Of course, I stayed with her, shouting encouragement with each passing mile. But the hills, some long and steep, were relentless, and by mile forty her burning quads were beginning to cramp. Cramping wasn't a foreign condition to me either—I had done lots of it on hilly rides in sub-par conditioning. Spinning the pedals in a high cadence helps, but you need flat terrain for that, and there wasn't more than a couple miles at a stretch here.
Just before mile forty-five, her cramping forced her to stop. In a rural area once again, we wheeled our bikes to the edge of a cornfield. Addison limped over to the strip of grass between the road and cornrows and plopped herself down. "I'll ride to our cars, then drive back here to pick you up," I said.
"No, I'm going to complete this," she insisted. "Believe me, Tim, I've suffered worse during marathons. If you don't mind messaging these burning legs of mine, I should be good to go."
"Sure, no problem," I said, trying not to appear too anxious. Upon stooping, I slipped off my helmet and fingerless riding gloves and then began to work my sweaty hands over her tan, velvet-soft skin. "How am I doing?"
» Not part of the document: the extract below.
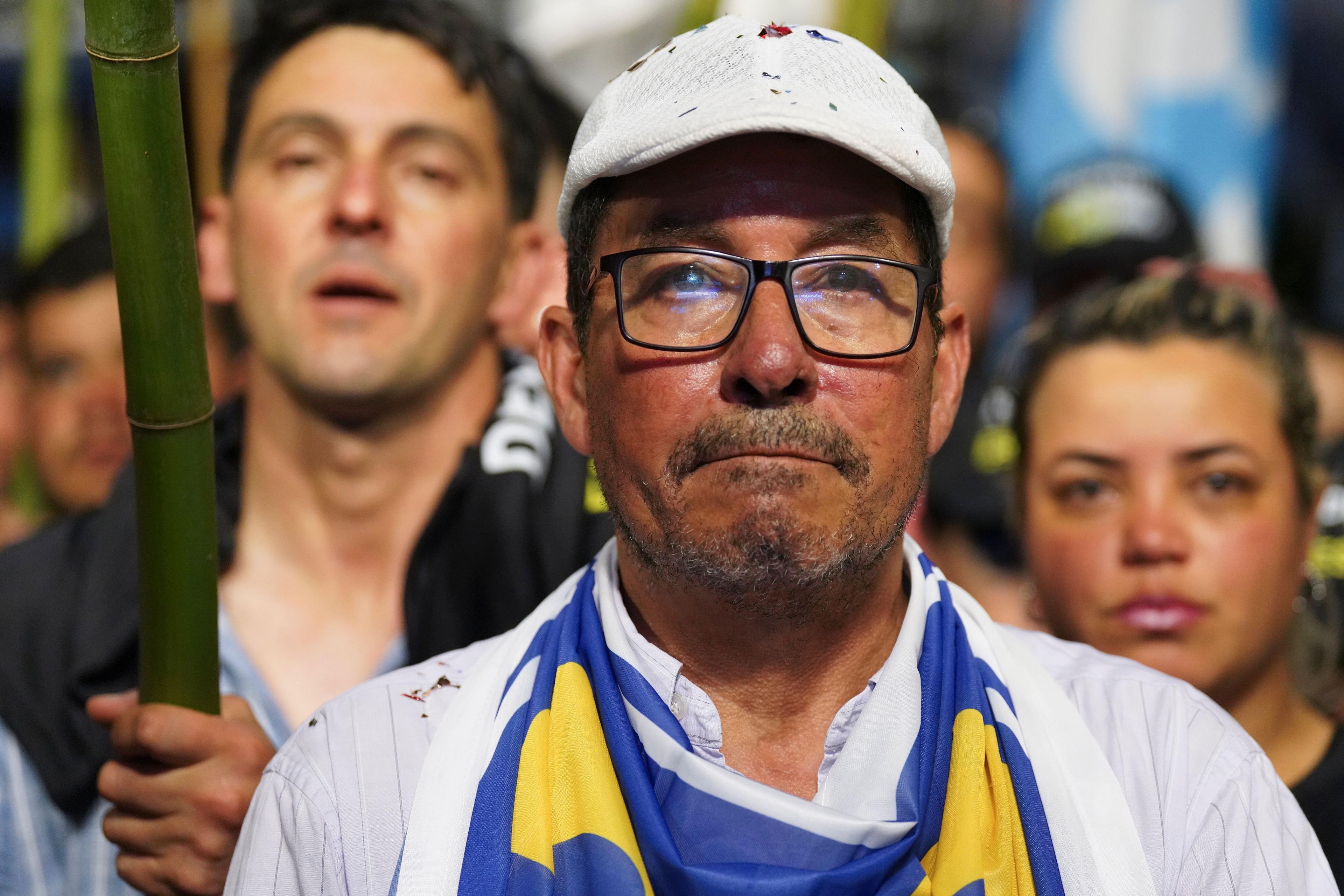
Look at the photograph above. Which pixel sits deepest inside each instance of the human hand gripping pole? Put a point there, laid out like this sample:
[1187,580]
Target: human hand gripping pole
[181,788]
"You're doing great, keep going."
Periodically, in the midst of my amateur handiwork, I'd look up and catch her gazing into my brown eyes with loving affection. Naturally, I returned the "look." As noted, I was on the edge of smitten, not daring to assume she felt likewise, not anything beyond relief and gratitude. Had we been something other than strangers on a bike ride, I'd have supplemented my message with soft kisses on her delicious mouth. Not that it wasn't tempting...
Imagine my surprise when, after she stood up, feeling better, she hugged me and then planted a quick kiss on the side of my face. "Thanks, that was wonderful," she said. "I should be okay for these last five miles."
Rolling to flat terrain defined those last five miles, so she did fine. The fast group was pulling out of the park&ride lot by the time we returned. I suspected they had been back awhile, trading their usual macho bragging before packing up.
"Next time I'll be in better condition," Addison assured me after racking her bike on the roof rack of her white Hyundai Sonata. "Thanks for leading and especially thanks for getting me through it. Couldn't have done it without you."
We embraced, and once again she kissed me, this time on the mouth, short but sweet. "I'll look for more of your rides on the Daring Derailleur web site," she said before departing.